Nitekim İzmir milletvekili Ali Yiğit İzmir’in Türkiye’den ayrılıp AB’ye bağlanmasından, İzmir Belediye
Başkanı Tunç Soyer de, İzmir için ayrı
para, ayrı bayraktan söz ettiler.
Sadece Kıbrıs’ta değil, burada
da alarm zilleri çalıyor.
Bütün bunlar eğitim
sistemimizin harikulade(!) sonuçlarıdır.
Bu zihniyet, “28 Şubat”la yeniden üretildi, hortlatıldı,
alevlendirildi.
AK Parti iktidarı, sorunu ya teşhis edemedi, ya bu zihniyete
bigâne kalıyor, ya değiştirmeye gücü
yetmiyor, ya da iyi geçinmek
uğruna göz yumuyor.
Eğitimde sürekli revizyon yapılıyor, ancak temel soruna
dokunulamıyor.
Eğitim sistemimiz, 19. Yüzyılın çağdışı, irrealist, demode, “pozitivist, materyalist, natüralist,
Darwinist” safsatalarına imanını ısrarla sürdürüyor.
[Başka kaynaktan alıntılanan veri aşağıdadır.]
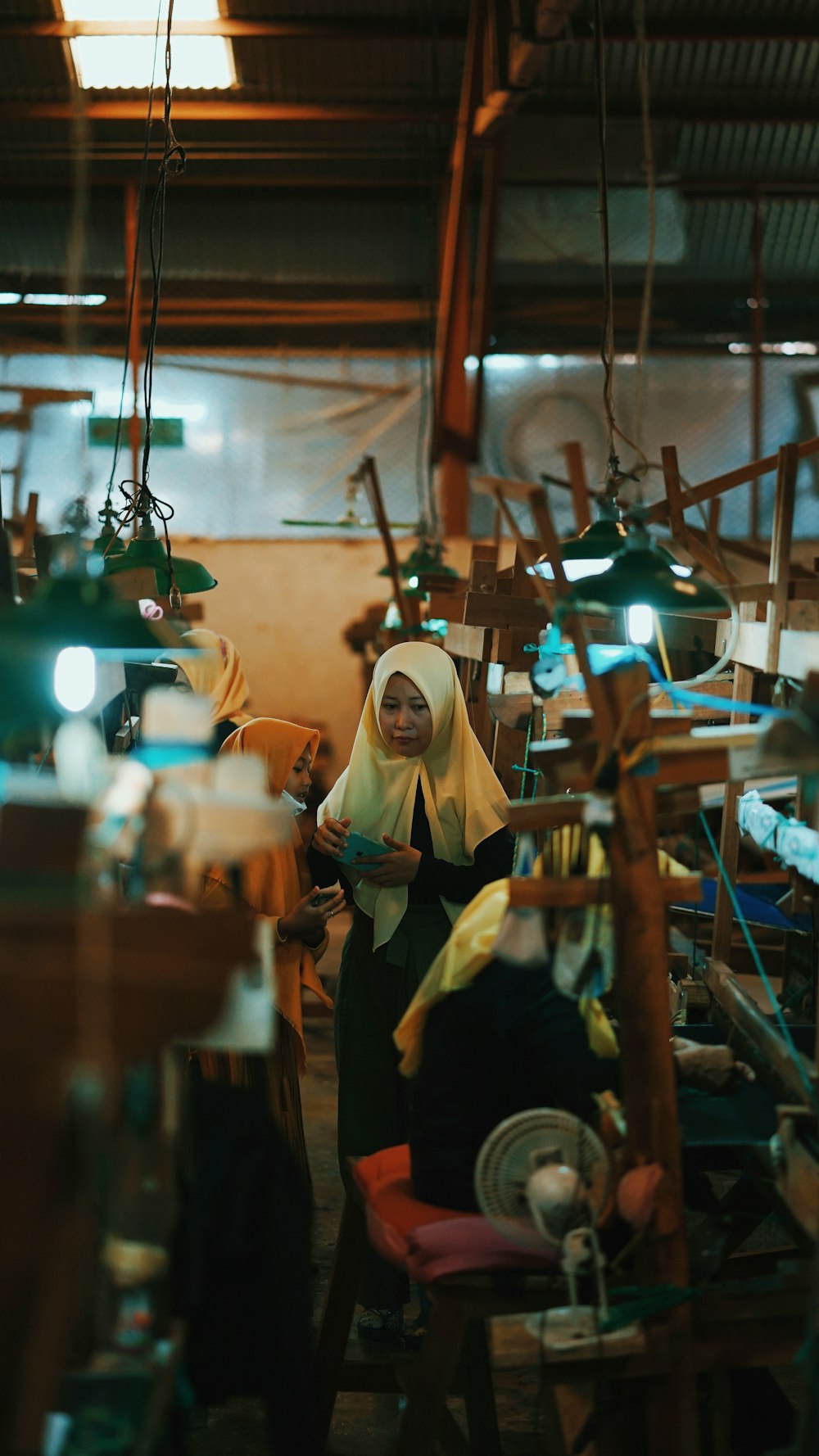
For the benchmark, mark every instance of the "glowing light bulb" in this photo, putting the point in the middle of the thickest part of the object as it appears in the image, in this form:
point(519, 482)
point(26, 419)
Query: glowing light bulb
point(640, 625)
point(75, 677)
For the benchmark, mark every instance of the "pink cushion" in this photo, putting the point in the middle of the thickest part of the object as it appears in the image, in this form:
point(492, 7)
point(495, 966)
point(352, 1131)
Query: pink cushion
point(424, 1239)
point(469, 1246)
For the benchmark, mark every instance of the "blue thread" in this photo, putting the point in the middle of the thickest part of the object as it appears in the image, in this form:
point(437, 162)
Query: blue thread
point(757, 960)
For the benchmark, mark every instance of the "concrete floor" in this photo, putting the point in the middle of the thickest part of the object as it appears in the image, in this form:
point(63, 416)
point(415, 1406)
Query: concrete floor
point(366, 1424)
point(363, 1424)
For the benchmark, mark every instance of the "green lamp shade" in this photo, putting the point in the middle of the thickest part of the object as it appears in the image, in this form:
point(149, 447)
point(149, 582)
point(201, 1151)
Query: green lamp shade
point(82, 610)
point(641, 576)
point(149, 554)
point(26, 702)
point(108, 544)
point(424, 559)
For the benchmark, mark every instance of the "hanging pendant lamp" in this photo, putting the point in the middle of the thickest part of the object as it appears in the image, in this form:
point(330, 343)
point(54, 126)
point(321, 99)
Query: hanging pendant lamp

Tanzimat’ ta başlatılan ve “Tek Parti” döneminde taşa kazınan “pozitivist-materyalist-darwinist iman”a
bir türlü dokunulamıyor.
Yapılacak
olan;
Müfredattan 10 cümle silmek, on doğru
cümle eklemektir.
19. asrın, kokuşmuş safsata ve hurafelerini çöpe atıp, körpe beyinleri yerli ve milli hale getirmektir.
O çevreler kıyameti koparacaklardır. Ancak o kıyamet kopmak zorundadır.
Aksi taktirde;
Rustov’undikkat
çektiği “Harikulade Eğitim Sistemi(!)” bu
gidişle “Türkiye Türkü”nü de “Kıbrıs Türkü” haline getirecektir.
Eğitim S.O.S veriyor.
Yüz yüze eğitim, bilgisayarlı eğitim, 4 artı bilmem kaç derken öz elden gidiyor.
Çocuklarımız iyi birer “Rum
hayranı”, “Batı Eziği” olduktan
sonra, harikulade mesleklere sahip olsalar ne yazar?